BATON ROUGE, La. (AP) - Gov. John Bel Edwards’ proposal to close Louisiana’s $304 million deficit relies heavily on using the state “rainy day” fund, cutting spending in the health department and tapping into millions in available fund balances to fill gaps.
The Democratic governor released his budget-rebalancing plan Monday, the starting point for negotiations with lawmakers ahead of a 10-day special session called by Edwards to begin Feb. 13.
Edwards seeks to shield the K-12 public school financing formula, public colleges, state prisons and Louisiana’s child welfare agency from slashing.
He suggests a 2.5 percent cut to the budgets that pay for the state Supreme Court and the Louisiana Legislature. He proposes reductions across a wide array of agencies, such as the Office of Juvenile Justice and state police. Offices led by the attorney general and the insurance commissioner would take reductions.
About $100 million of the plan involves tapping into other available financing - in effect, using fund balances to fill gaps, rather than cuts. Dollars from a drug company settlement, better-than-expected fee collections and other money would be used. Money allocated to the legislative auditor’s office to pay for a new office building would instead fill budget holes. The health department would get $44 million in higher-than-anticipated tobacco tax collections.
A large portion of the governor’s plan hinges on using more than $119 million from the rainy day fund, which requires support from two-thirds of the House and Senate. The proposal is running into pushback from some lawmakers, mainly Republicans, who say they don’t want to raid any more savings accounts to fill budget gaps.
Edwards said in a statement that his administration “sat down with every agency to identify where budget adjustments could be made” while protecting state priorities.
“We have gone line-by-line in the state budget to identify cuts and other state general fund reductions, including identifying funds that could be moved to other areas of the budget,” the governor said. “In our view, this is the most responsible approach to solve this shortfall until we can make structural budget changes in the regular session” that begins in April.
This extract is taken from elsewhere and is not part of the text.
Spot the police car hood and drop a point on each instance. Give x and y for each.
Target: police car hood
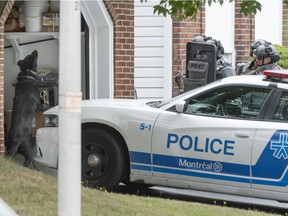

Rep. Lance Harris, R-Alexandria, leader of the House Republican delegation, said he needs analysis from House financial staff before he could assess the governor’s proposal.
“I want to look at every single option before we use the rainy day fund,” Harris said.
Senate Finance Chairman Eric LaFleur, D-Ville Platte, liked Edwards’ general approach.
“It’s certainly a good starting point for everyone,” LaFleur said.
Attorney General Jeff Landry, a Republican who regularly spars with Edwards, said the governor’s budget cut proposal would damage his office and “would reduce our ability to bring much needed funds to Louisiana by pursuing legitimate claims on behalf of the state.”
“Our pursuit of child predators, fraudulent contractors and corrupt government officials would be significantly harmed,” Landry said in a statement.
Beyond the rainy day fund, much of Edwards’ plan rests on cutting state financing in the Department of Health by $128 million, though $73 million of that would be offset by using other available fund balances and the tobacco tax money.
Health Department spokesman Bob Johannessen said the remaining $55 million would involve spending cuts. A payment to Medicaid providers for dental care would be delayed one month, to shift nearly $5 million in costs to next year. Private managers of the LSU charity hospitals, clinics and services for the poor would be cut 1 percent. Contracts would be cut, along with overtime, supply purchases and travel spending.
In the parameters he set for the special session, Edwards isn’t allowing any talk of tax hikes to close the deficit. But if lawmakers want to propose raising fees to pay for government services, they can do so - though the governor doesn’t include any fee increases in his plan.
The deficit opened up when Louisiana’s income forecasting panel downgraded state tax collection estimates to account for unemployment that is dragging income, business and sales taxes below expectations.
The $27 billion state operating budget for the financial year that ends June 30 must be rebalanced this month.